True, the depressed can remain faithful. But the sort of faith we are talking about is not a faith in religion or in God or in anything else. That sort of faith is belief and belief is opinion. It isn’t faith. (Faith in belief is not faith!!)
Faith is trust. As Jeremiah said, “Trust is the Lord!” In that sense, God is our active participation in trust – not some “thing” or idea to believe in. St. John was showing us the way of the mystic which is faith in the face of meaninglessness. There isn’t some sort of absolute meaning to be discovered or to “believe in”. We create all the meaning there is, including the meaning we assign to “God”, which includes disbelief in God. If you claim not to believe in God, you are still upholding an idea of God through your disbelief. The question of whether or not God exists is the flip side of the same coin and is based on circular logic. It can point nowhere but back to itself. It’s the wrong question! It’s no wonder we get either angry or depressed if we get hung up on our beliefs in the answer. The answer is completely meaningless.

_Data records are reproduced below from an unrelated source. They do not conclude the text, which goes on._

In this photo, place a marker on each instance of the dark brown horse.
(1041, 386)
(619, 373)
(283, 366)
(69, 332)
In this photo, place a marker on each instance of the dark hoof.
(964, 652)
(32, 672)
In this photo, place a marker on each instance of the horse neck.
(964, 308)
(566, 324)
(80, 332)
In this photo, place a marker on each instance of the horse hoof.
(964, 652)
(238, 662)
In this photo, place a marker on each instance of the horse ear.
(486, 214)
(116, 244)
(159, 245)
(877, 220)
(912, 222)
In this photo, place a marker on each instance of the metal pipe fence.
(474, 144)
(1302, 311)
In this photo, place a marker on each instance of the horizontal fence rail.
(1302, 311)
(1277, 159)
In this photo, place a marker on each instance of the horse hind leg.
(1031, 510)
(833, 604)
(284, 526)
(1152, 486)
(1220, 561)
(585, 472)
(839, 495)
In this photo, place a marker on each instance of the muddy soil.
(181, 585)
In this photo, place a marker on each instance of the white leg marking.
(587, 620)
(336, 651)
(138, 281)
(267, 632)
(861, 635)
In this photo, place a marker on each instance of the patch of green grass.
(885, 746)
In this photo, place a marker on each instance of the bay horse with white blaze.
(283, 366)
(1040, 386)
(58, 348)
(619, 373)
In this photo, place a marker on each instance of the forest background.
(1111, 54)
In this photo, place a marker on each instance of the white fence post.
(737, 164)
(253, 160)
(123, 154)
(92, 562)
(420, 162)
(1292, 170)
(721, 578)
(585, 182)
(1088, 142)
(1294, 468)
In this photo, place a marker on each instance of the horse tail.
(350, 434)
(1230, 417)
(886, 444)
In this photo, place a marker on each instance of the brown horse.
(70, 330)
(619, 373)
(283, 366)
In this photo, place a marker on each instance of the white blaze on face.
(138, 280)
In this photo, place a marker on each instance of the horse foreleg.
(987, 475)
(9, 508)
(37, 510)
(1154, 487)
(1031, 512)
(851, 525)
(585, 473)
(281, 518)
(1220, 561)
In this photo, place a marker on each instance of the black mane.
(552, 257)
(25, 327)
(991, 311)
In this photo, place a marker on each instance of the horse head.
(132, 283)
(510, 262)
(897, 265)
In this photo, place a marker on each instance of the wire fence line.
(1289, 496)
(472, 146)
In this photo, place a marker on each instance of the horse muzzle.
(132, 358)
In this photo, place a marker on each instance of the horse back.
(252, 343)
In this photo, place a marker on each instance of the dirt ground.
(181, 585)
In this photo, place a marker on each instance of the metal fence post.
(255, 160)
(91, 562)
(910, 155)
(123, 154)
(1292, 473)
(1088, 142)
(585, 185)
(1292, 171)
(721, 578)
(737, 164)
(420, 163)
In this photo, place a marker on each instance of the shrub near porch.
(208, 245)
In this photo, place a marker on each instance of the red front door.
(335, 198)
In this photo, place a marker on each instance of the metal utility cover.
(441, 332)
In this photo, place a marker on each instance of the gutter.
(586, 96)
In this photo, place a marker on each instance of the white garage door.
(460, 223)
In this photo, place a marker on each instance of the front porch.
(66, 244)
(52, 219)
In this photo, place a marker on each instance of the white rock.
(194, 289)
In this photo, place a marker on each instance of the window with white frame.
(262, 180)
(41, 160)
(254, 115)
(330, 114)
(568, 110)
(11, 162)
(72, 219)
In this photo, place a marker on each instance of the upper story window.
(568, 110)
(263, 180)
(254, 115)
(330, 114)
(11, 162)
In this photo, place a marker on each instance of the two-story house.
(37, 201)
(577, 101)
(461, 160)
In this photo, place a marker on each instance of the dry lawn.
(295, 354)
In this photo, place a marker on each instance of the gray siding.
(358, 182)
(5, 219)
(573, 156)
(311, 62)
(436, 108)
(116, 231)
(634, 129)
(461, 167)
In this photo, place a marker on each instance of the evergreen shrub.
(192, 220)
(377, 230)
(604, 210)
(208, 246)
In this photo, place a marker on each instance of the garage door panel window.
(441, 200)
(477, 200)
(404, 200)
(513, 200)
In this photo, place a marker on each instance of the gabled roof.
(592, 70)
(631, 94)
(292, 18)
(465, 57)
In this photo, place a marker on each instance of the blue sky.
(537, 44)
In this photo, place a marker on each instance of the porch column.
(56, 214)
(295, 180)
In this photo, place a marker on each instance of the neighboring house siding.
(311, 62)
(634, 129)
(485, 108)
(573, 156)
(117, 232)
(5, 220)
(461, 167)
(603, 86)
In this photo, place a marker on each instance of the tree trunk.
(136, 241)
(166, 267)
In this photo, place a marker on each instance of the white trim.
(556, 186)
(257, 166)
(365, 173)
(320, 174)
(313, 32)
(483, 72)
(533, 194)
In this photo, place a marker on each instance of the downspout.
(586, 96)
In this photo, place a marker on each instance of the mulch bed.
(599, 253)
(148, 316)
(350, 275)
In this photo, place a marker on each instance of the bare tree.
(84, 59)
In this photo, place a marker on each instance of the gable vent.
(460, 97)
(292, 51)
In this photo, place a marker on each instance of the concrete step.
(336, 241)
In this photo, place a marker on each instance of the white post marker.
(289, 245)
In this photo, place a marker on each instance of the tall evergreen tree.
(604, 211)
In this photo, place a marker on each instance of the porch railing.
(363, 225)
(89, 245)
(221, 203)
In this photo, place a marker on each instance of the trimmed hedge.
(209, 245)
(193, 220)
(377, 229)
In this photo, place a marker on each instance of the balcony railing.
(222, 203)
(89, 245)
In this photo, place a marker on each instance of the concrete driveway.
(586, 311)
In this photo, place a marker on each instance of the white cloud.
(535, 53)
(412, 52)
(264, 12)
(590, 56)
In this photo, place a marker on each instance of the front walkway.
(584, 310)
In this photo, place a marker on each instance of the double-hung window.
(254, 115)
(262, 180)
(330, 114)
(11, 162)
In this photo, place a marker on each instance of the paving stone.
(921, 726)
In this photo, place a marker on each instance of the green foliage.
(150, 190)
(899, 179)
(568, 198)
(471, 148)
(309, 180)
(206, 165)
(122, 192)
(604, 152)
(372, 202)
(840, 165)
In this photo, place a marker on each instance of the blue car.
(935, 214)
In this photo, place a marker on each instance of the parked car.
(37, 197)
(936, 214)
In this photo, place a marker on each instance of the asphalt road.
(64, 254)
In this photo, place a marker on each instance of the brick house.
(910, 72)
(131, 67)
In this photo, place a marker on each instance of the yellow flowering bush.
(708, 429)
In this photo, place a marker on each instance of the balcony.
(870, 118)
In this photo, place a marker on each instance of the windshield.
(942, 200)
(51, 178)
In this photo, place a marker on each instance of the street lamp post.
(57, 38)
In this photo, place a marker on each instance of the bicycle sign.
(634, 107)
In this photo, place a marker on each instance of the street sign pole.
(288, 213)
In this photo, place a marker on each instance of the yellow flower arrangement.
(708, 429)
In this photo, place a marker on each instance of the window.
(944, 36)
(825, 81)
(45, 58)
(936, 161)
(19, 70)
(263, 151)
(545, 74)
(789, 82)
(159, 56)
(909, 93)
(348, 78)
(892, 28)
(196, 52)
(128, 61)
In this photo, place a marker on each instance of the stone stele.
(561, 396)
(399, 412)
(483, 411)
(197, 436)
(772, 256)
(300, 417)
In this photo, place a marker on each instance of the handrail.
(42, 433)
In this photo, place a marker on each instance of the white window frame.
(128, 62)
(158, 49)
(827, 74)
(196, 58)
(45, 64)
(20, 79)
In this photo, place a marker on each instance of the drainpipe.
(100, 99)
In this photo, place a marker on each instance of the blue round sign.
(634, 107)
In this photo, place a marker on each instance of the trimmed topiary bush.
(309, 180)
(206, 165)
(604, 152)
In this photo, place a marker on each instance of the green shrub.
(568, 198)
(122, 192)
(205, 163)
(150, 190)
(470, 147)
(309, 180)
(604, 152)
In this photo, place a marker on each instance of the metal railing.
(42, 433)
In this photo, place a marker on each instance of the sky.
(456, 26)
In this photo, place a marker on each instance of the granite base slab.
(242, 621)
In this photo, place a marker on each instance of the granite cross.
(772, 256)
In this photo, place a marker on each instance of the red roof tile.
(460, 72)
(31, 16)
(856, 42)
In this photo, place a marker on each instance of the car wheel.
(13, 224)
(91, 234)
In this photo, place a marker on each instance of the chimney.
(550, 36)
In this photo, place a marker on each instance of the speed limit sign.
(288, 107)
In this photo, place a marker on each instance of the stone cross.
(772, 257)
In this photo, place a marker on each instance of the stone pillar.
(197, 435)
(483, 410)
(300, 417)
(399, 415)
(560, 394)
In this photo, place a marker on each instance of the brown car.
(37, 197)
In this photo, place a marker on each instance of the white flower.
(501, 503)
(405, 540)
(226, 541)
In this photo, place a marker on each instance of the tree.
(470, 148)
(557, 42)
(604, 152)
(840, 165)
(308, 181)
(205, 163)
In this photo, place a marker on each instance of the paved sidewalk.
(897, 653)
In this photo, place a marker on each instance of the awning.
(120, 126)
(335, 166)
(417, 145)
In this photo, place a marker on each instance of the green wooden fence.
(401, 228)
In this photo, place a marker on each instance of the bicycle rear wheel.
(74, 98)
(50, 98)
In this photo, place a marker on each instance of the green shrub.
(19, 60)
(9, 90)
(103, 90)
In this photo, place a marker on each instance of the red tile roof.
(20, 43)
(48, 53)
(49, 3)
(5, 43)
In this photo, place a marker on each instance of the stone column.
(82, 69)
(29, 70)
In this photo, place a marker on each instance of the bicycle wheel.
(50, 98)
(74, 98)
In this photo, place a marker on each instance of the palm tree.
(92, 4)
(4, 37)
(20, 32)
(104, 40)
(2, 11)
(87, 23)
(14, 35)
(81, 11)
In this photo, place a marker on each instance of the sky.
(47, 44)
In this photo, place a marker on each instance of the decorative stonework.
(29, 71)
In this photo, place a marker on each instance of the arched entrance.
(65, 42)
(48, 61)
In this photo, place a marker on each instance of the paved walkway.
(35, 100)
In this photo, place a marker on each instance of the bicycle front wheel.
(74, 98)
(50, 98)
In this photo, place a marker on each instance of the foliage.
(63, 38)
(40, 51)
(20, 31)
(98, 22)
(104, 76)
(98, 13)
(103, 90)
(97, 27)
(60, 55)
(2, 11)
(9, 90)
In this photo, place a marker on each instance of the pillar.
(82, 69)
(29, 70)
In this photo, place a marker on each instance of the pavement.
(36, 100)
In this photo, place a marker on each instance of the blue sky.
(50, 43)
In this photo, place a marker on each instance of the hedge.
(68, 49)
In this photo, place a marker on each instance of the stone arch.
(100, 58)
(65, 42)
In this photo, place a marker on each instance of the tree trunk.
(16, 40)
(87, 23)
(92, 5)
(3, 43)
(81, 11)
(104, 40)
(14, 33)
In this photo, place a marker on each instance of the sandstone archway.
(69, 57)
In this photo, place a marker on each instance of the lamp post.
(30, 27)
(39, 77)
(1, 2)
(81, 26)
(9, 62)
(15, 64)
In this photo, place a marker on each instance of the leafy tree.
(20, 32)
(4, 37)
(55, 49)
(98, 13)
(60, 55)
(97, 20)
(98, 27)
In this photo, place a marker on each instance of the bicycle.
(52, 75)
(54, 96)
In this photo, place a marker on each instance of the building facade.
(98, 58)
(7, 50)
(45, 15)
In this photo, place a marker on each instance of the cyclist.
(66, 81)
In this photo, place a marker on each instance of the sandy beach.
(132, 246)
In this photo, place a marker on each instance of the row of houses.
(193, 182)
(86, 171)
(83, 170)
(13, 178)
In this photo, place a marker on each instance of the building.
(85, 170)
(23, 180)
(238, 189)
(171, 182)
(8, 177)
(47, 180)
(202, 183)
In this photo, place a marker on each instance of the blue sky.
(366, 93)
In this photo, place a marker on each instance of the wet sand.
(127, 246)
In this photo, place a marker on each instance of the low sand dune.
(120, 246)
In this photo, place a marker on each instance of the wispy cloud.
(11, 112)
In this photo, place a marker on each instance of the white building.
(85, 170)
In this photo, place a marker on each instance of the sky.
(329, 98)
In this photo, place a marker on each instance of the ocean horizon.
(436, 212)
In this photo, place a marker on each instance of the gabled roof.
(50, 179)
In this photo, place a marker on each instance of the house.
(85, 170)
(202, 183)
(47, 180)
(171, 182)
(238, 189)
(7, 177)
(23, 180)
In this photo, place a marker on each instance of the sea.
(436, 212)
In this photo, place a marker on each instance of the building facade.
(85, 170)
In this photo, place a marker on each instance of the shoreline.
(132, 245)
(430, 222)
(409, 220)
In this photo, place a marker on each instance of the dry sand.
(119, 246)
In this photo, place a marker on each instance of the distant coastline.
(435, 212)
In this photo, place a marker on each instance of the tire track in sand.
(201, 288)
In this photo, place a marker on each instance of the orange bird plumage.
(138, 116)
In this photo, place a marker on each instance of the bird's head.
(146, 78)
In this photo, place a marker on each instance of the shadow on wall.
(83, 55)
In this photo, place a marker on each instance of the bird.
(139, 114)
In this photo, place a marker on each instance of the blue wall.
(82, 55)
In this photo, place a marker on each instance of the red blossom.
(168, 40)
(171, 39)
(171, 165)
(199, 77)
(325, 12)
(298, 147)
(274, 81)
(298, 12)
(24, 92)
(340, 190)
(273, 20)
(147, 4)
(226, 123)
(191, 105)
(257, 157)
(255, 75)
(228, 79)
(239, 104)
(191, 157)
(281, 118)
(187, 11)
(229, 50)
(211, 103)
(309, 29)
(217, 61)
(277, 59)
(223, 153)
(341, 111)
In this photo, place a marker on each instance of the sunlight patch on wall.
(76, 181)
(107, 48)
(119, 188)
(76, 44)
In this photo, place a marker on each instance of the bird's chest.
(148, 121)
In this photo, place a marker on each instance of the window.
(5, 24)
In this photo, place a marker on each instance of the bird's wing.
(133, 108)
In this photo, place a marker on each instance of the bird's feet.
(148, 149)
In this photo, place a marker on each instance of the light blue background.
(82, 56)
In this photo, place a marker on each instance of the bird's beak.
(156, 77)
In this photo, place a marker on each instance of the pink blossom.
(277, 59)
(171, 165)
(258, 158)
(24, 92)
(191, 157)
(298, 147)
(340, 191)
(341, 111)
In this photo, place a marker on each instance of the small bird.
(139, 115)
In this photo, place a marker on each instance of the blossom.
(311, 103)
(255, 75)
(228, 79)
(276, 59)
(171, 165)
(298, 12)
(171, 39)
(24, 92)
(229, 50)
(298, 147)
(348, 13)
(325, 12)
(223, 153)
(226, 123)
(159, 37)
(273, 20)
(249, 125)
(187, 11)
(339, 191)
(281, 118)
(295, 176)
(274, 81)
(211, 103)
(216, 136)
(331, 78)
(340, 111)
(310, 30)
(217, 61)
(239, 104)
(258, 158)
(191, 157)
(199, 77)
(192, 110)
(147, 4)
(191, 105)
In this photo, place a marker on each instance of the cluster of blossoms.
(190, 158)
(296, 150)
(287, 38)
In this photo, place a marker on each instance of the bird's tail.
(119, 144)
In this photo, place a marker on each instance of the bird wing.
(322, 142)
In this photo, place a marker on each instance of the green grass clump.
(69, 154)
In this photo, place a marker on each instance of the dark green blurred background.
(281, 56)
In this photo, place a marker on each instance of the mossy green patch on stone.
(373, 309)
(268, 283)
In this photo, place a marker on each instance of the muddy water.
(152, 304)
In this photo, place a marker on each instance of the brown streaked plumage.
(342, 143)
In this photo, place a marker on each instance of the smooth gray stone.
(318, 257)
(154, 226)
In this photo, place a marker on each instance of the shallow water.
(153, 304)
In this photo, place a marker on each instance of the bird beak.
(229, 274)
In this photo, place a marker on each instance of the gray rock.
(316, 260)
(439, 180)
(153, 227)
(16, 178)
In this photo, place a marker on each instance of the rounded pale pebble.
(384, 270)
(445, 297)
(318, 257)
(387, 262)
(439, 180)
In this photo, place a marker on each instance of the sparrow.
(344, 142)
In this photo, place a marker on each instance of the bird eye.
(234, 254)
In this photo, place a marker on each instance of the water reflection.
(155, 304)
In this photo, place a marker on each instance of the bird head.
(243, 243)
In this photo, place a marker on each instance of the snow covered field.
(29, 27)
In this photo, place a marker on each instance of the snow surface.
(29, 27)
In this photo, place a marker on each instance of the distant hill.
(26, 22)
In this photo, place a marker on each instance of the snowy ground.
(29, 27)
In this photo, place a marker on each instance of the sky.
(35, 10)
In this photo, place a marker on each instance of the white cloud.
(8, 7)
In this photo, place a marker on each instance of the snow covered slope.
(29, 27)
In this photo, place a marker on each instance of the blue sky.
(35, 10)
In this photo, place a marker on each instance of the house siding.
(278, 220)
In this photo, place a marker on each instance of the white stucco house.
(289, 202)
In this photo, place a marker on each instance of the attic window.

Crafton refers to Mother Teresa’s spiritual malaise as clinical depression. Maybe it was, maybe it wasn’t. Maybe meds would have relieved her of the emptiness she felt. I’m not a fan of Christopher Hitchens and I don’t think he had any right to judge Mother Teresa’s spiritual malaise or the Church’s role in it. But, I fully agree that many of us become depressed precisely because of our Christian brainwashing. I think this is the point of Crafton’s book, but ultimately I don’t think Crafton has let go of her brainwashing. She’s holding on to an ideal she doesn’t want to let go which may be what Mother Teresa was doing, too. Or else Mother Teresa had a deeper understanding of the way of the mystic than people realize because it’s so counter-intuitive to those of us in the west who are so used to consumption. As the Buddhist say, “Before enlightenment, depression. After enlightenment, depression.” You aren’t going to become enlightened by seeking a way out of your depression, because desire is the very thing that keeps us from realizing we already are enlightened.
We can’t consume enlightenment. Neither can we consume meaning. Faith isn’t going to give it to us – whether it is faith in reason, superstitions, science, Jesus, technology, God or whatever. We have been brainwashed to think that if we do things the right way, according to religion or according to reason, we will finally “know”. We will finally understand all of the mysteries that have eluded us. But it is we who give everything all of the meaning it has for us. Outside of our perceptions, it is meaningless.
Faith is an acceptance of the fact that everything we see and everything we believe is meaningless. Faith is trust beyond the egoic need to make sense of everything. Which doesn’t mean we shouldn’t attempt to make sense of our world. We must first know how to live within it in order to transcend it. And if that requires anti-depressants, so be it. We simply need to have the humility to recognize that what we perceive through our five senses and the ideas we come up with to make sense of what it is we don’t understand are not the final say on reality. Ultimately, we give mental and physical illness all of the meaning it has for us. Meaning is our responsibility.